Hauxwell Hall or Hawkswell Hall is a grade II* listed 17th-century country house in West Hauxwell, North Yorkshire, England, some 5 miles (8 km) south-west of Catterick.

It is built of coursed sandstone, part rendered, and ashlar, with Welsh slate roofs. The main range is a 17th-century, 3-storey block with a 5-bay frontage, flanked by 18th century 2-storey wings.

==History==
Sir William Dalton, third son of the Mayor of Hull and a member of the Council of the North, acquired the manors of East and West Haukswell in 1631. He died in 1649, leaving the estate to his grandson, William Dalton, whose father John Dalton, a lieutenant-colonel in the Royalist army, had been killed in action when escorting the queen in 1646. William was knighted at the Restoration of the Monarchy and renovated and enlarged the hall. He died in 1675, leaving the property to his eldest son, Marmaduke, who was knighted in 1665 and drowned in 1680. The property passed to his youngest daughter, Elizabeth, who never married.
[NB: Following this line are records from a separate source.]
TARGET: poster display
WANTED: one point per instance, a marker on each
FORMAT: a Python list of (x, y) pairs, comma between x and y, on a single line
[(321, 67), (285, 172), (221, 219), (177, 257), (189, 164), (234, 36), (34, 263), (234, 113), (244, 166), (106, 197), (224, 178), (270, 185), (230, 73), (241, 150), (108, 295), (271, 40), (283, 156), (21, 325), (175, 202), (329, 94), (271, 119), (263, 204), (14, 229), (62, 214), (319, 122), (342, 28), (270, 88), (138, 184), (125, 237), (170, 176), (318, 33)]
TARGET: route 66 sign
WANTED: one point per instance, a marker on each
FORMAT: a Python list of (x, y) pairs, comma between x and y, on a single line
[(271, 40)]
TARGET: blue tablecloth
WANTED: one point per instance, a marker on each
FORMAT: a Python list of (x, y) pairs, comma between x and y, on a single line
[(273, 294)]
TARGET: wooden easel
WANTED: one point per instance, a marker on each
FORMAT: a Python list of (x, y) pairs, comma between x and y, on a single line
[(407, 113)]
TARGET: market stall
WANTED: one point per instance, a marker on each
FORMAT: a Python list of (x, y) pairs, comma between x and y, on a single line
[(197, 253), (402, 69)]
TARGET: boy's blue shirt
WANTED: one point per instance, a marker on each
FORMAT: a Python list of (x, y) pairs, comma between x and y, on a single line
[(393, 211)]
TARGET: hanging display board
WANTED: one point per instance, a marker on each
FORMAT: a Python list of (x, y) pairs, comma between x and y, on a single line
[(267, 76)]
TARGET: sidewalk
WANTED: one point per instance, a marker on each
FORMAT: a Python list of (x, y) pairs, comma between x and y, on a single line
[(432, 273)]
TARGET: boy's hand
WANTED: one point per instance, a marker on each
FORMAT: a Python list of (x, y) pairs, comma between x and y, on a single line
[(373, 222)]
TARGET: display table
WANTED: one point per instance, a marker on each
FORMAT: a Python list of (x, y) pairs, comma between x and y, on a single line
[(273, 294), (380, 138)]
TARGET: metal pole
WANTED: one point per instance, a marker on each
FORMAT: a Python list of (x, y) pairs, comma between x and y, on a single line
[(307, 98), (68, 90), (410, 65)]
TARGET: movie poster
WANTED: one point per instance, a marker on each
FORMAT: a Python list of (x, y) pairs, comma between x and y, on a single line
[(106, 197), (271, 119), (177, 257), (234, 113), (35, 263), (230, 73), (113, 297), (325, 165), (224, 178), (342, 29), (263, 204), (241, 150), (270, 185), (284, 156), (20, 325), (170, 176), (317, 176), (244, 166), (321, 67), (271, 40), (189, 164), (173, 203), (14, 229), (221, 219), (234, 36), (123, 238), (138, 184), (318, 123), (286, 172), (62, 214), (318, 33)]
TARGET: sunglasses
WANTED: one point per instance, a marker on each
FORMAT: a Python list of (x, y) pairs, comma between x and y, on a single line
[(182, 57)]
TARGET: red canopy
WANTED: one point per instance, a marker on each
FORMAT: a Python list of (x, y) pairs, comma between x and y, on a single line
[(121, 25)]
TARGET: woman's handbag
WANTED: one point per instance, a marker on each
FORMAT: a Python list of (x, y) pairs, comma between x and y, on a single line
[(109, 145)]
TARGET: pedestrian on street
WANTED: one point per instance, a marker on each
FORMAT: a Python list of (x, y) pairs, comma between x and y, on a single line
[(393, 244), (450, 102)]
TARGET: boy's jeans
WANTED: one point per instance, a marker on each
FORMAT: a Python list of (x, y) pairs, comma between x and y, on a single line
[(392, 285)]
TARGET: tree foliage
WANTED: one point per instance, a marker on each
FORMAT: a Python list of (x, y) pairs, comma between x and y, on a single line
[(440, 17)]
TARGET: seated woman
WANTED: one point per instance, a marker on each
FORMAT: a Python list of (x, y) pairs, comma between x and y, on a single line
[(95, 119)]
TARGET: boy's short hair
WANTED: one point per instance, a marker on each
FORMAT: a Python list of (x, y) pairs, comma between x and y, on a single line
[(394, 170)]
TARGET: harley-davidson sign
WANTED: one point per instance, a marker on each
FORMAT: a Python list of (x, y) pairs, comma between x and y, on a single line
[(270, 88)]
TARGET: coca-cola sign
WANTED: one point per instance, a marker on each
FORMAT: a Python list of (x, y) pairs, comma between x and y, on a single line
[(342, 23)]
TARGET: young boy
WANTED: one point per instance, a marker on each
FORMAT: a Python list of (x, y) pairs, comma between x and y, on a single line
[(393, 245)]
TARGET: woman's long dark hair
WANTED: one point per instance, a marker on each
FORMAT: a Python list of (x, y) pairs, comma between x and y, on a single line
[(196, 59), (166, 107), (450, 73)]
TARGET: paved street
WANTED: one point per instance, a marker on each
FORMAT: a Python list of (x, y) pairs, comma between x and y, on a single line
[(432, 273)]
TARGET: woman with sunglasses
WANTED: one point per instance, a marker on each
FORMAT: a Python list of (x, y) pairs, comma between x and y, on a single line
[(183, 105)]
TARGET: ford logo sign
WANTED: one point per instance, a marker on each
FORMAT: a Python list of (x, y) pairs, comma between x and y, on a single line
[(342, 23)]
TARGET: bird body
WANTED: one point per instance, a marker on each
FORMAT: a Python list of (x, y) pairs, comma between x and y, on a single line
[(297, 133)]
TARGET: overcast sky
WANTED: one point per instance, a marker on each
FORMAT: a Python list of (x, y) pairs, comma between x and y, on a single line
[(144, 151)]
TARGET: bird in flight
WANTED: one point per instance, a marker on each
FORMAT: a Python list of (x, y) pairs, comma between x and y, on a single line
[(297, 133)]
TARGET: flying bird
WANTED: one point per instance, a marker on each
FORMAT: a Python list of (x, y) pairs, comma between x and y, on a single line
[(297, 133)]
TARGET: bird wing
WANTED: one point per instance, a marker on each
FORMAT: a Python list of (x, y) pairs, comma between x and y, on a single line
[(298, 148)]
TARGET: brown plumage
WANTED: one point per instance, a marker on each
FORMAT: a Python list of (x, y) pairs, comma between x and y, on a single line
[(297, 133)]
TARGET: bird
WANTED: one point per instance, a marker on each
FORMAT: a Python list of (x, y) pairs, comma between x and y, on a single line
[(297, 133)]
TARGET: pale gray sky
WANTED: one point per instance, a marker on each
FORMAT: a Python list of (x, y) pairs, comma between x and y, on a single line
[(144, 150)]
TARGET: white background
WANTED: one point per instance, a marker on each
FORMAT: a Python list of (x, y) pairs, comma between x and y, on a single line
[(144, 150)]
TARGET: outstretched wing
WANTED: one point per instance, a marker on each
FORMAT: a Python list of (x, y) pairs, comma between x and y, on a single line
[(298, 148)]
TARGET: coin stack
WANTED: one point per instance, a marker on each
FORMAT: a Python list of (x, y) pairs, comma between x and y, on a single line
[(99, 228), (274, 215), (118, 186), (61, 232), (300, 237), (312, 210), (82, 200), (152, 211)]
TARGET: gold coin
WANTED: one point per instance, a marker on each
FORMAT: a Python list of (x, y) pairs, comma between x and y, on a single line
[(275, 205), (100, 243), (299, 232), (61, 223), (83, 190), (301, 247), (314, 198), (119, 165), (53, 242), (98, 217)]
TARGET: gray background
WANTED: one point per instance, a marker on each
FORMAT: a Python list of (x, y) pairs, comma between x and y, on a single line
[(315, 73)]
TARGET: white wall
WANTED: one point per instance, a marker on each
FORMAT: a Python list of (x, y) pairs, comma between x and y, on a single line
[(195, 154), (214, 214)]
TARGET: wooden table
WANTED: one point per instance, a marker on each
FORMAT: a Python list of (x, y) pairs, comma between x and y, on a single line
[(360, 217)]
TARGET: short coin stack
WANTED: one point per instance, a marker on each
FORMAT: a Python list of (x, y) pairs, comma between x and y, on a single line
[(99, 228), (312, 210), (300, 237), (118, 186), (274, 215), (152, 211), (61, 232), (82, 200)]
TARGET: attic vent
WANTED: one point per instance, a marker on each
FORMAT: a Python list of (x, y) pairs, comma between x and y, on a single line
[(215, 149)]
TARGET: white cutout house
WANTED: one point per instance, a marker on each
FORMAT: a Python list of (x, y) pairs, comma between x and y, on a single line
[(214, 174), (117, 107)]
After Elizabeth got into financial difficulties, possession passed in 1717 to Sir Marmaduke's younger brother, Sir Charles Dalton, the Gentleman Usher of the Black Rod, who added an additional wing to the building and died unmarried in 1747. The property was then held for the next forty years by his nephew, the Rev. Charles Dalton, after which it passed to his brother Francis. Francis' only daughter Frances married a Gale, and her granddaughter, married to a Wade, took the additional surname of Dalton on inheriting the estate. The estate was owned by three generations of Wade-Daltons, of whom William Lechmere Wade-Dalton was appointed High Sheriff of Yorkshire for 1935–36, before it passed to a distant kinsman, the diplomat Richard Dalton. He was a direct descendant of the original purchaser and moved in with his family in 1981.